US reversal on Afghan pull-out inevitable - and right

With the Taleban again gaining ground and al-Qaeda back on the scene, American troops have their work cut out for them

US President Barack Obama’s recent decision to halt the withdrawal of American troops from Afghanistan was arguably already written on the wall. His move means the United States will still have 5,500 soldiers there when his term of office ends in early 2017.

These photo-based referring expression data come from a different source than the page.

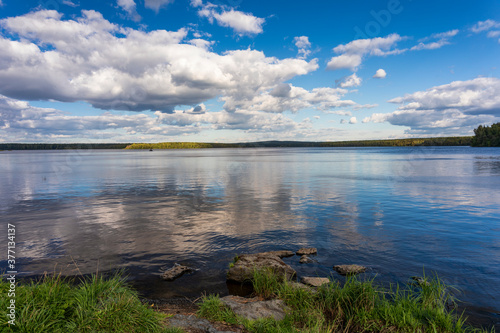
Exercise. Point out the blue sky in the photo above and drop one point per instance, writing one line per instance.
(238, 70)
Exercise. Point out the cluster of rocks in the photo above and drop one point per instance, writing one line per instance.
(242, 270)
(243, 267)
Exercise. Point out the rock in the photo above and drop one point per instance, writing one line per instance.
(307, 251)
(281, 254)
(420, 281)
(349, 269)
(314, 281)
(242, 270)
(305, 260)
(175, 272)
(193, 323)
(253, 308)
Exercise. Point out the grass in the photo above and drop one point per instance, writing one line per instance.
(96, 304)
(357, 306)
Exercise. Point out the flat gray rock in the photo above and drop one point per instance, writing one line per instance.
(193, 323)
(305, 260)
(307, 251)
(314, 281)
(281, 254)
(243, 268)
(253, 308)
(175, 272)
(349, 269)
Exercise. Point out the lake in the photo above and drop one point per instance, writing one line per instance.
(400, 211)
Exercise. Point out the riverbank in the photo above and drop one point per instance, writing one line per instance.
(410, 142)
(55, 304)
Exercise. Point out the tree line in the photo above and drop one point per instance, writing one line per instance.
(487, 136)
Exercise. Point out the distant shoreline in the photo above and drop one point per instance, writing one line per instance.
(439, 141)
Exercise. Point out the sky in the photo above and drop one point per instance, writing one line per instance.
(238, 70)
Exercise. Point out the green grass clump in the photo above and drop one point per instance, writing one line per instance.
(55, 304)
(357, 306)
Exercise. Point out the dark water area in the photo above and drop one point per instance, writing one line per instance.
(400, 211)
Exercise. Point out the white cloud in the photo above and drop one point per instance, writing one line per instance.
(303, 44)
(111, 67)
(130, 7)
(351, 54)
(450, 109)
(285, 97)
(485, 26)
(442, 39)
(349, 81)
(19, 121)
(344, 61)
(340, 113)
(242, 23)
(156, 4)
(380, 74)
(67, 3)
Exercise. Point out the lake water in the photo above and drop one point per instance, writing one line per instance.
(398, 210)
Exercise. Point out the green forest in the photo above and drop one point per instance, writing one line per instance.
(487, 136)
(52, 146)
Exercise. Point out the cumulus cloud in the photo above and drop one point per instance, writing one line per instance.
(351, 54)
(156, 4)
(242, 23)
(130, 7)
(454, 108)
(19, 121)
(349, 81)
(380, 74)
(485, 26)
(437, 41)
(286, 97)
(303, 44)
(111, 67)
(488, 25)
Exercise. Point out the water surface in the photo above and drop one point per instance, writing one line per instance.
(398, 210)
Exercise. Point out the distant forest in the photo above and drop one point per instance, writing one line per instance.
(52, 146)
(444, 141)
(485, 136)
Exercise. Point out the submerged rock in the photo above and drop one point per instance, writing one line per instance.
(175, 272)
(307, 251)
(305, 260)
(242, 270)
(281, 253)
(253, 308)
(314, 281)
(349, 269)
(420, 281)
(193, 323)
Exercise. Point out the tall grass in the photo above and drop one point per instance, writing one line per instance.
(96, 304)
(356, 306)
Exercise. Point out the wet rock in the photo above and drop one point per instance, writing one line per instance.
(175, 272)
(193, 323)
(253, 308)
(349, 269)
(420, 281)
(305, 260)
(281, 254)
(314, 281)
(242, 270)
(306, 251)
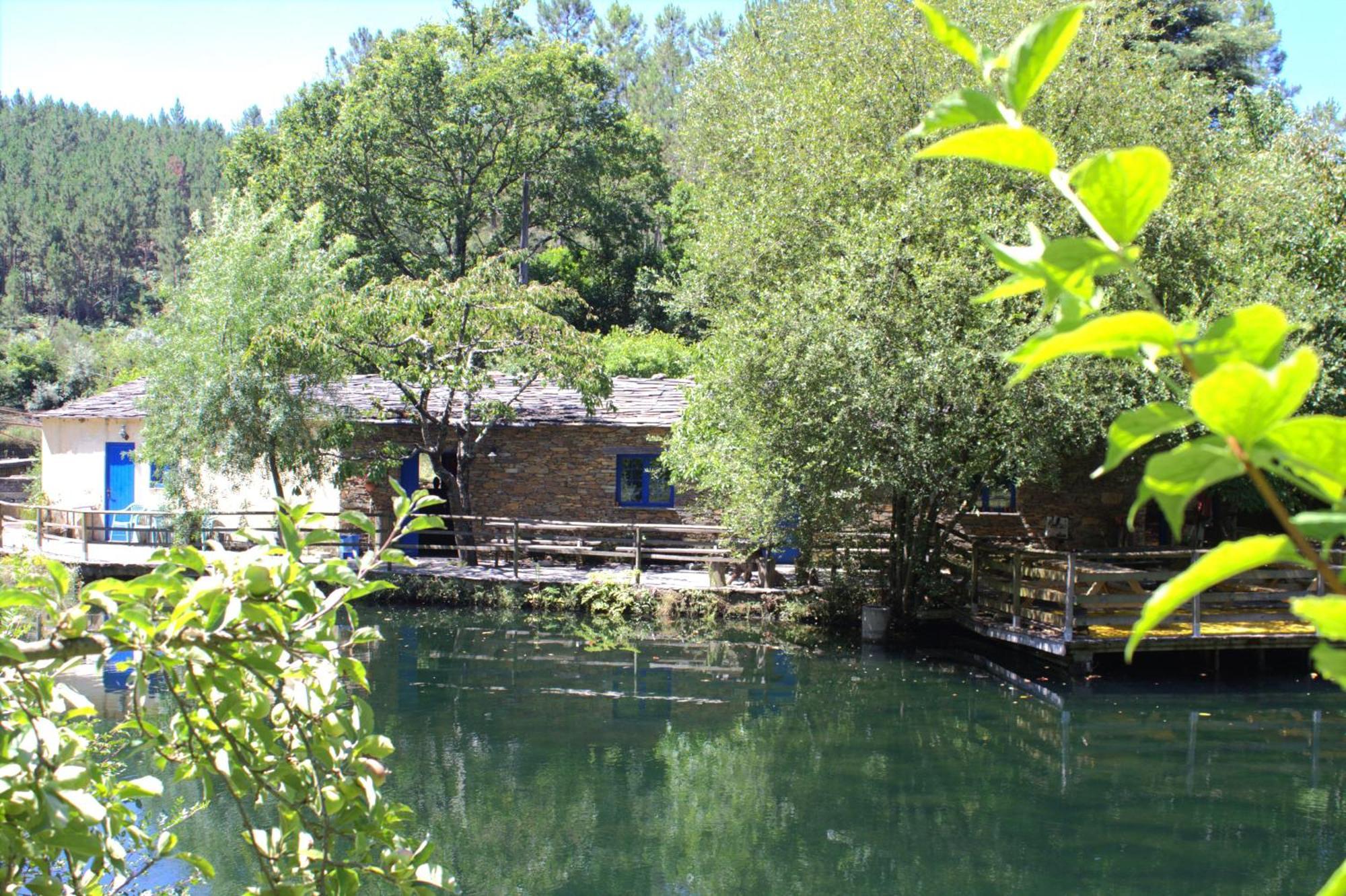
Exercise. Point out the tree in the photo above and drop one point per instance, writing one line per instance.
(461, 354)
(841, 371)
(263, 710)
(422, 151)
(570, 21)
(618, 38)
(1234, 42)
(95, 207)
(219, 396)
(360, 44)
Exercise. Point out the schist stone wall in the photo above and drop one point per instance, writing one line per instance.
(1076, 513)
(547, 473)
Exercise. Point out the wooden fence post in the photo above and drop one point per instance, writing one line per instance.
(636, 542)
(1068, 630)
(516, 550)
(1196, 605)
(974, 575)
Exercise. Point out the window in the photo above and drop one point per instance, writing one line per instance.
(157, 474)
(999, 500)
(641, 482)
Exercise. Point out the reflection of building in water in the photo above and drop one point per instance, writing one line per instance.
(651, 681)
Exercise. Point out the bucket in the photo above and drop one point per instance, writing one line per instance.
(874, 622)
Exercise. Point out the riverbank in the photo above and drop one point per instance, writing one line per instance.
(617, 597)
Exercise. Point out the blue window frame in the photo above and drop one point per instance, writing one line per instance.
(157, 474)
(1001, 500)
(641, 482)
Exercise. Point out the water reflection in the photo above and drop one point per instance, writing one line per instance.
(694, 766)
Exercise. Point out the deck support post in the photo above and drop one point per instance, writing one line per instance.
(1196, 605)
(1068, 629)
(972, 578)
(516, 548)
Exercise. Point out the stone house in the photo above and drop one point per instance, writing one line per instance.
(555, 459)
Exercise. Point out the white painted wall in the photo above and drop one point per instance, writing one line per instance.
(73, 472)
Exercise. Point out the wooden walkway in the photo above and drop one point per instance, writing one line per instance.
(1077, 606)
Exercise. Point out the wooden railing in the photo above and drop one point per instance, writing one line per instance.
(1071, 595)
(499, 540)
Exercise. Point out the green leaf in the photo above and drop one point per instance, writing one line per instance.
(1255, 334)
(1331, 664)
(1017, 286)
(1242, 400)
(147, 786)
(1073, 264)
(421, 524)
(1176, 477)
(1322, 525)
(1135, 430)
(1005, 146)
(22, 598)
(1037, 52)
(1112, 336)
(360, 521)
(960, 108)
(1215, 567)
(60, 576)
(1326, 614)
(1123, 188)
(951, 34)
(1316, 443)
(84, 804)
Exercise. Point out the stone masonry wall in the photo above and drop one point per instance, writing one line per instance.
(546, 473)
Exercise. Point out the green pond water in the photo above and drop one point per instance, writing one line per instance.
(726, 763)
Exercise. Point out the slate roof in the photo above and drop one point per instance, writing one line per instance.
(635, 403)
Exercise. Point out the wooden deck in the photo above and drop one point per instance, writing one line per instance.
(535, 566)
(1077, 606)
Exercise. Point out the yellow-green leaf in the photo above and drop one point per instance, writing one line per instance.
(1255, 334)
(1135, 430)
(1221, 563)
(1037, 53)
(1326, 614)
(1002, 145)
(1122, 334)
(1176, 477)
(1314, 443)
(1242, 400)
(1123, 188)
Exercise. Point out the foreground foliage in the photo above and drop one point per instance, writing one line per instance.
(251, 660)
(1232, 381)
(843, 369)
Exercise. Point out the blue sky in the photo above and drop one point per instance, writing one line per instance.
(223, 56)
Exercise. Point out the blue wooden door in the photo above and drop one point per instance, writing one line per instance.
(410, 480)
(120, 481)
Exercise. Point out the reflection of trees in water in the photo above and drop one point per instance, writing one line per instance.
(803, 773)
(925, 781)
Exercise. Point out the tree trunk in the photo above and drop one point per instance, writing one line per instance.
(465, 536)
(275, 474)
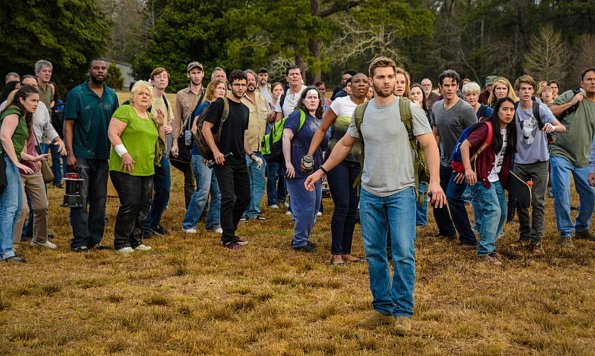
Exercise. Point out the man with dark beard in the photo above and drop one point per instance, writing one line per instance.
(228, 153)
(257, 123)
(89, 109)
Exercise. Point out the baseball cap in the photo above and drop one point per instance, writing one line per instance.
(193, 65)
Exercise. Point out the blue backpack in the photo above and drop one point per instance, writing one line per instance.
(456, 162)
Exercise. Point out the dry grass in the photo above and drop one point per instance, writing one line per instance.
(190, 296)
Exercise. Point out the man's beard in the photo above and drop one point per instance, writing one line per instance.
(378, 92)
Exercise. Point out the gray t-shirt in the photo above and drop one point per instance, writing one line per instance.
(388, 159)
(450, 124)
(531, 142)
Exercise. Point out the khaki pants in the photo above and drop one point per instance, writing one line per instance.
(34, 186)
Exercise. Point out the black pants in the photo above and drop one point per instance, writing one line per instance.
(135, 199)
(234, 184)
(188, 185)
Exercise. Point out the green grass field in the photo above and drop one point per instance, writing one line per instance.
(191, 296)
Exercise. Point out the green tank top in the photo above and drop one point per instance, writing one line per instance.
(21, 133)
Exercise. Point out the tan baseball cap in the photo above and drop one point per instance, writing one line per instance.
(193, 65)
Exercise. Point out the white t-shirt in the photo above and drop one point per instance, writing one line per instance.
(290, 102)
(499, 159)
(343, 106)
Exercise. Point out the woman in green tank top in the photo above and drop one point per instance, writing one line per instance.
(133, 133)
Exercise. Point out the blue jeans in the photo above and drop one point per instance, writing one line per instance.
(441, 215)
(88, 222)
(493, 215)
(458, 212)
(205, 182)
(58, 165)
(345, 198)
(304, 206)
(377, 215)
(560, 177)
(161, 188)
(276, 189)
(11, 203)
(421, 206)
(257, 185)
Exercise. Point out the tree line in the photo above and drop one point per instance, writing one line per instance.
(549, 39)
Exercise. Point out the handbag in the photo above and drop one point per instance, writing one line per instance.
(46, 170)
(184, 158)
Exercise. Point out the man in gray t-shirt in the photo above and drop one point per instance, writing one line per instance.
(387, 197)
(450, 116)
(531, 160)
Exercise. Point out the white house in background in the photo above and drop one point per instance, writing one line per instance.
(126, 69)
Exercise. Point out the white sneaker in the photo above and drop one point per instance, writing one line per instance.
(126, 250)
(143, 247)
(46, 244)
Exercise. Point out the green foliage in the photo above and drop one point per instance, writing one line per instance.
(187, 31)
(114, 77)
(68, 33)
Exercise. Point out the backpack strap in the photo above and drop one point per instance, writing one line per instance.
(302, 119)
(359, 119)
(486, 143)
(224, 116)
(358, 116)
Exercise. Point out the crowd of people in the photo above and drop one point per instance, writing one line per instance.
(363, 141)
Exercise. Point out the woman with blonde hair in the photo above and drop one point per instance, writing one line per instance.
(133, 133)
(502, 89)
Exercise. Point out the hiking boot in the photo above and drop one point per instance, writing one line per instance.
(143, 247)
(309, 247)
(46, 244)
(16, 258)
(337, 260)
(403, 325)
(491, 258)
(125, 250)
(524, 241)
(374, 319)
(566, 242)
(79, 249)
(584, 235)
(240, 241)
(461, 246)
(159, 230)
(537, 249)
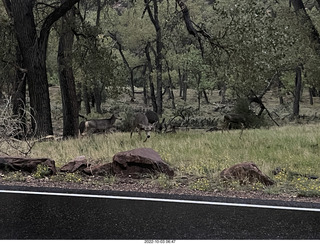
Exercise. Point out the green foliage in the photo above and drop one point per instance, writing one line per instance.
(42, 171)
(242, 106)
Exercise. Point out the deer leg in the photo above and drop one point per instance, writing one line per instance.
(242, 127)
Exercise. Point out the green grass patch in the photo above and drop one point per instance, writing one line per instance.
(201, 156)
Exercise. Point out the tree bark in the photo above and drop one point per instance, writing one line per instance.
(158, 56)
(34, 51)
(66, 77)
(297, 92)
(152, 93)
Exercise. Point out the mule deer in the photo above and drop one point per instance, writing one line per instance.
(141, 122)
(237, 119)
(153, 118)
(96, 124)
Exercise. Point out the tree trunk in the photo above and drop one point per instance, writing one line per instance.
(66, 77)
(306, 20)
(311, 95)
(152, 93)
(34, 51)
(297, 92)
(19, 96)
(158, 56)
(98, 96)
(86, 98)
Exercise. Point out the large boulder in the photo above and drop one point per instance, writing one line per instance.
(140, 161)
(77, 164)
(26, 164)
(246, 172)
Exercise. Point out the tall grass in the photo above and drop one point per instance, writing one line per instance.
(295, 148)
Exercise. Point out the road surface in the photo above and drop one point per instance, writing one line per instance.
(48, 213)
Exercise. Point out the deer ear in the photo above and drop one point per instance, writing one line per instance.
(142, 125)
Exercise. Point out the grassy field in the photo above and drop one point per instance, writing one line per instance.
(200, 156)
(197, 156)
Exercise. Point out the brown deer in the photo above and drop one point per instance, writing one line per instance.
(141, 122)
(96, 124)
(236, 119)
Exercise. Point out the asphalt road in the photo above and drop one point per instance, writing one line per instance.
(34, 213)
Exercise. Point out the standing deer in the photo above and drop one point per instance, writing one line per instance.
(141, 122)
(153, 119)
(237, 119)
(96, 124)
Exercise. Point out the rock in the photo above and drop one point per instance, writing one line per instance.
(26, 164)
(140, 161)
(79, 163)
(246, 172)
(100, 169)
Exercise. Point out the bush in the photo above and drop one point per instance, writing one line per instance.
(242, 106)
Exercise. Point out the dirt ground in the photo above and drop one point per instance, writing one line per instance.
(145, 186)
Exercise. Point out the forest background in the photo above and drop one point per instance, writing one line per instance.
(98, 51)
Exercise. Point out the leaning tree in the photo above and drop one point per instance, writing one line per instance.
(33, 42)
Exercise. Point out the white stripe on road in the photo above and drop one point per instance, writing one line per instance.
(161, 200)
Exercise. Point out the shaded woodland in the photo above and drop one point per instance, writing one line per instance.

Bowing down to the inevitable shouldn’t be seen as a foreign-policy setback for the man who came to the White House promising to swiftly bring all troops home. Obama’s legacy is likely to remain intact regardless.
The realities of that cruel and divisive conflict have forced his administration to re-evaluate the situation. It takes courage to admit mistakes or that earlier assessments were wrong. The more important decision is how to proceed from here.
Obama’s critics have wasted no time attacking him for this reversal of policy, but they have little justification since it was the policymakers in Congress and the Senate, as well as the West Wing, who launched the invasion of Afghanistan in the first place.
For years the American people and the world have been told that the situation there was on the right track. Hopes stayed high that a broad enough peace would be established that foreign troops could leave the war-torn country, the crossroads of civilisations and a battlefield of superpowers.
So the most recent findings of the United Nations have been disturbing, if not shocking – the Taleban has been steadily gaining ground and the security situation is deteriorating yet again. That such hard truths come from the UN reflects the US military’s unwillingness to be honest, as was also the case in America’s war in Vietnam.
The fall of the northern city of Kunduz to Taleban forces a month ago testified to the renewed strength of the militant Islamic organisation that ruled Afghanistan prior to the US invasion. The fact that Nato troops trained the Afghan security forces responsible for defending Kunduz suggests that the strategy of ceding the war to Afghans alone is fatally flawed.
The Taleban’s success is in sharp contrast to the assessment of General John Campbell, the American commander in Afghanistan, who told the Senate Armed Services Committee last week that Afghan government forces displayed “courage and resilience” and were “still holding”.
The Taleban in turn held Kunduz for nearly three weeks before being driven out by Afghan forces with the help of US air strikes. Unfortunately one of those strikes hit a hospital operated by Doctors Without Borders, killing 24 innocent people.
Afghanistan was never going to be “an easy win” for the Americans, as history has demonstrated time and again. All the military might of the Soviet Union couldn’t win a guerrilla war there, and before that there was the British debacle.
But backing away from what’s already started isn’t easy either, as Obama has learned. In 2001 his predecessor, George W Bush, was content to remove the Taleban from power and drive out al-Qaeda, only for the conflagration to re-ignite once US attention turned to Iraq.
Two days before Obama decided to keep American troops there, two al-Qaeda training camps in the south of the country were raided, one of them sprawling across 78 square kilometres. The spectre of a revitalised Taleban-Qaeda partnership, combined with the rise of Islamic State in Syria and Iraq, bodes ill for the region as a whole and crushes hopes for stability.